I never thought quarter life crisis was a real thing until it hit me square in the face—hard. So hard that it sent me spiralling into a state of limbo—a dark, confusing, and depressing place that I couldn’t seem to crawl out of, no matter how hard I tried.
For months I struggled to keep it together. I had to keep it together, not only for my own sake, but for the people around me. I had to force myself to smile despite feeling empty inside, and I had to pretend like I was okay when my heart was breaking into a million pieces. I convinced myself that if I could fool everyone else into thinking that there was nothing wrong, I’d be able to fool myself, too. But that never really happens, does it?
The thing is I know I don’t have much to complain about. I have a job I love, I work with a team who aren’t just my officemates, but who are my sisters (and brother!) IRL, I have a family that supports me unconditionally, and I have the best set of friends a girl could ever ask for.

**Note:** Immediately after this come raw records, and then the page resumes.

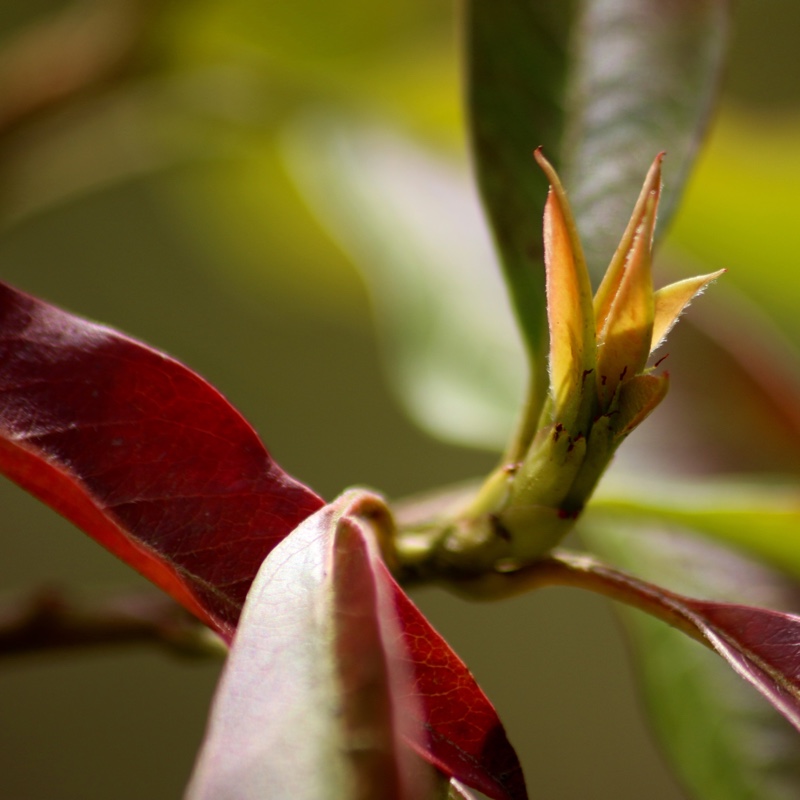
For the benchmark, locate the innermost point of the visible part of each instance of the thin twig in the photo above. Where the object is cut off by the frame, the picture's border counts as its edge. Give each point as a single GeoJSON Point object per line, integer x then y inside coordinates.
{"type": "Point", "coordinates": [50, 620]}
{"type": "Point", "coordinates": [81, 48]}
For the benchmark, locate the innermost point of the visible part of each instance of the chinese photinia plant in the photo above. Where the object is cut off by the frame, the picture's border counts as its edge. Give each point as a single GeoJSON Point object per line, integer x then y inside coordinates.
{"type": "Point", "coordinates": [335, 684]}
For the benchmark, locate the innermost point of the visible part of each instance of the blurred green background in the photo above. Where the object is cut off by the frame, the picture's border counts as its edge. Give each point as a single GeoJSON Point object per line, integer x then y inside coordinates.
{"type": "Point", "coordinates": [154, 197]}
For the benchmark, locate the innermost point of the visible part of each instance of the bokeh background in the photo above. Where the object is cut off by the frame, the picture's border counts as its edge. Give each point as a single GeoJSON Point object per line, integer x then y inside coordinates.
{"type": "Point", "coordinates": [142, 184]}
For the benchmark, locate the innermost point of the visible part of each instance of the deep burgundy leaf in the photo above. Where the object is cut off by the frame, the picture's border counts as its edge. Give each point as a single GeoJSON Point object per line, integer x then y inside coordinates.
{"type": "Point", "coordinates": [763, 646]}
{"type": "Point", "coordinates": [464, 735]}
{"type": "Point", "coordinates": [152, 462]}
{"type": "Point", "coordinates": [142, 454]}
{"type": "Point", "coordinates": [323, 603]}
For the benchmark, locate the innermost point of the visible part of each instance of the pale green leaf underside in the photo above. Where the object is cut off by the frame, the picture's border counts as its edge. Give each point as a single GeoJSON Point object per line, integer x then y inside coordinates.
{"type": "Point", "coordinates": [289, 719]}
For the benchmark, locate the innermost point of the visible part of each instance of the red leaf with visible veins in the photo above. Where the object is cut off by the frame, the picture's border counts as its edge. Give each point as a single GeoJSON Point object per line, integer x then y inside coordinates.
{"type": "Point", "coordinates": [153, 463]}
{"type": "Point", "coordinates": [464, 734]}
{"type": "Point", "coordinates": [142, 454]}
{"type": "Point", "coordinates": [762, 646]}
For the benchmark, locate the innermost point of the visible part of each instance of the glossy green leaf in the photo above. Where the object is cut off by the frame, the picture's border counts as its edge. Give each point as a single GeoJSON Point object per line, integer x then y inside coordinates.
{"type": "Point", "coordinates": [517, 63]}
{"type": "Point", "coordinates": [413, 226]}
{"type": "Point", "coordinates": [754, 517]}
{"type": "Point", "coordinates": [603, 86]}
{"type": "Point", "coordinates": [722, 738]}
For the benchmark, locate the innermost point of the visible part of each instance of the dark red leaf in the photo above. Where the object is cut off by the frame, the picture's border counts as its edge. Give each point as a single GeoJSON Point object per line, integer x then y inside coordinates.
{"type": "Point", "coordinates": [142, 454]}
{"type": "Point", "coordinates": [324, 603]}
{"type": "Point", "coordinates": [762, 646]}
{"type": "Point", "coordinates": [153, 463]}
{"type": "Point", "coordinates": [464, 735]}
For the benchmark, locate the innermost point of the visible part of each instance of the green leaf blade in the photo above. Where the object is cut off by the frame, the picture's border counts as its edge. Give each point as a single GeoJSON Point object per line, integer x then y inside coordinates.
{"type": "Point", "coordinates": [644, 79]}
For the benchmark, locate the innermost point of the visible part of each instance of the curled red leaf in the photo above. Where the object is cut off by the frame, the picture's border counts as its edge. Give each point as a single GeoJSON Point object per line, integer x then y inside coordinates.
{"type": "Point", "coordinates": [142, 454]}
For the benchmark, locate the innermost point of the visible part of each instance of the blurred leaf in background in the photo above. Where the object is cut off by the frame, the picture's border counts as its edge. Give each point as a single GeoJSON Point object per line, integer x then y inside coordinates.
{"type": "Point", "coordinates": [158, 198]}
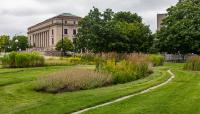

So, what’s the problem? Honestly, I have no idea; that’s the problem. All I know is that there’s something missing, and I’m determined to figure out
what it is.
So when I found myself sitting on my bed one night randomly checking airfares in hopes of catching a seat sale, I had an idea: what if I moved to New York City? It was something I always dreamed of doing ever since I first set foot in the Big Apple when I was 10 years old, but I never thought I’d actually do it. I didn’t think I was brave enough to go for it. And it was at that moment that I knew that I had to do it. So I booked a one-way ticket then and there. Crazy, right? But it was the best decision I’ve made in a while. I instantly felt like a huge load was lifted off my chest.
All my life I’ve always played it safe. I was the good girl who followed the rules and did the right thing. Don’t get me wrong, I’m far from perfect and I‘ve definitely had my fair share of mistakes, but I never strayed too far to shake up my world.
And I feel like that’s precisely what I need in my life right now—a big change. A little extreme, maybe, but totally worth it.
Moving away is a scary thought, especially if you’re traveling thousands of miles away from your comfort zone. I’m leaving everything I’ve ever known behind—my family, my friends, my job, my security. It wasn’t an easy decision to make, but it was a necessary one. I feel like I need to get away from what I’m accustomed to and see what else is out there for me. Otherwise, I’ll be stuck in this rut. I need to distance myself from the familiar and comfortable to grow. I need to learn how to fend for myself and to be independent.
I don’t have a definite plan yet, and I don’t know if I’ll find what I’m looking for in NYC, but I’m willing to give it a shot. I'd like to think there's beauty in the uncertainty of it all. I know it’s going to be a real challenge, living alone in a city that can eat me up if I don’t work hard enough or walk fast enough. There will be days when I’ll question my decision and I will miss my life here.
As excited as I am for this big change, I am also terrified. But as the saying goes, if it doesn’t scare you, it’s probably not worth doing.
Manila will always be my home, and I know I will be back one day, but for now, this is what I need to do. So this isn’t goodbye; only see you later. Working for Cosmo.ph has taught me to be fearless and brave, and I’m going to continue being fearless and brave as I embark on this new journey. It’s been a pleasure and a privilege knowing, growing, and learning from all of you, CGs. I will always and forever be a Cosmo girl at heart.